This is what I’m trying right now, Flock (www.flock.com). A browser casually said to be “Web 2.0 friendly”.

I don’t get it. It’s just Firefox with different themes and more extensions, and a new “topbar” that supports Flickr. The Back and Forward buttons no longer have drop-down menus! What is the author thinking? Netscape 3 retro style?

Oooh! I’m amazed! (Note the sarcasm.)

Blogged with Flock, with many manual edits by Rémi.

An idea for Firefox at the Google Summer of Code

Give it a smaller stomach!

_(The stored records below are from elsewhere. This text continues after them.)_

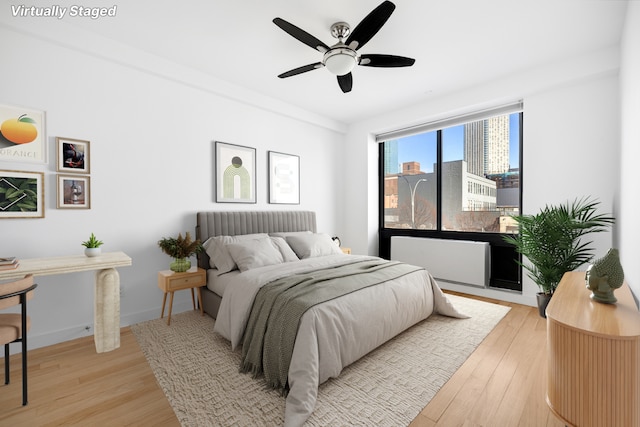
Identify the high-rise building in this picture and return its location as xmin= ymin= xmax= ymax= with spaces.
xmin=464 ymin=121 xmax=485 ymax=176
xmin=484 ymin=115 xmax=509 ymax=175
xmin=384 ymin=139 xmax=400 ymax=175
xmin=464 ymin=115 xmax=509 ymax=176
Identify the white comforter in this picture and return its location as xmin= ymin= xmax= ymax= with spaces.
xmin=214 ymin=255 xmax=466 ymax=426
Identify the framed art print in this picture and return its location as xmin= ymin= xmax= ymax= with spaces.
xmin=0 ymin=171 xmax=44 ymax=218
xmin=57 ymin=175 xmax=91 ymax=209
xmin=0 ymin=105 xmax=47 ymax=163
xmin=269 ymin=151 xmax=300 ymax=205
xmin=216 ymin=141 xmax=256 ymax=203
xmin=56 ymin=138 xmax=91 ymax=174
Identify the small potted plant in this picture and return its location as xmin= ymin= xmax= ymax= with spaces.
xmin=504 ymin=198 xmax=615 ymax=317
xmin=158 ymin=231 xmax=204 ymax=273
xmin=82 ymin=233 xmax=104 ymax=257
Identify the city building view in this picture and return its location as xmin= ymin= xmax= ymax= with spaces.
xmin=384 ymin=114 xmax=520 ymax=233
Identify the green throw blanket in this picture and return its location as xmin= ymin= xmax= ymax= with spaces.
xmin=240 ymin=259 xmax=422 ymax=395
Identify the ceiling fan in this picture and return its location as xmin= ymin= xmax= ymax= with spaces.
xmin=273 ymin=1 xmax=415 ymax=93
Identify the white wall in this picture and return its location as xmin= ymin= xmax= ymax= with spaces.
xmin=616 ymin=1 xmax=640 ymax=300
xmin=343 ymin=47 xmax=619 ymax=305
xmin=0 ymin=21 xmax=343 ymax=348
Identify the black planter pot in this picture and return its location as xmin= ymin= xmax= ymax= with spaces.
xmin=536 ymin=292 xmax=552 ymax=319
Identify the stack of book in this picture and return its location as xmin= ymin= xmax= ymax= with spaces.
xmin=0 ymin=257 xmax=20 ymax=271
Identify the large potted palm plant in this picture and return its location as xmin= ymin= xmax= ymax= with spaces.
xmin=504 ymin=198 xmax=615 ymax=317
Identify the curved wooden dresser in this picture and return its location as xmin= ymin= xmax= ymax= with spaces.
xmin=547 ymin=271 xmax=640 ymax=427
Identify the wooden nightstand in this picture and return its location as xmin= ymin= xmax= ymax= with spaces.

That way it wouldn’t be eating that much memory all the time.

At work, I’ve stoped using Firefox for the simple reason that it’s often taking up to 50% of the entire RAM of my workstation.

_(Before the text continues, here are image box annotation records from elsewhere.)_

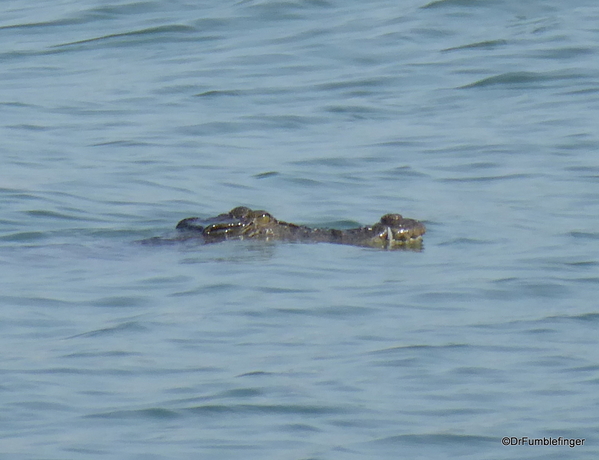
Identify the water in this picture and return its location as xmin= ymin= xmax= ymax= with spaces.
xmin=0 ymin=0 xmax=599 ymax=460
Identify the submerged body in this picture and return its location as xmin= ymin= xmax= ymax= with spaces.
xmin=177 ymin=206 xmax=426 ymax=249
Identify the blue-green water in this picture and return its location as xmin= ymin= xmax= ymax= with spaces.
xmin=0 ymin=0 xmax=599 ymax=460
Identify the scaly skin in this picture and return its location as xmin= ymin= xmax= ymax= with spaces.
xmin=177 ymin=206 xmax=426 ymax=249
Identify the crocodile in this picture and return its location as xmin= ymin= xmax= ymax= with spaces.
xmin=176 ymin=206 xmax=426 ymax=250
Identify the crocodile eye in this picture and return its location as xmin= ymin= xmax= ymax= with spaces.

I know my workstation only has 256MB of memory, and that Internet Explorer is, I think, somewhat preloaded with the entire system when starting up Windows, but if you look at Opera (what I’m using at the moment), it’s not using even half of what Firefox is taking up.

But at least Firefox supports NTLM, which Opera lacks of.

With all the ideas floating around for the next Google Summer of Code, I’d love it if they’d stop thinking too much about new features simply to be one step ahead of Internet Explorer, and they’d finally take action at making the whole browser a bit better in performance.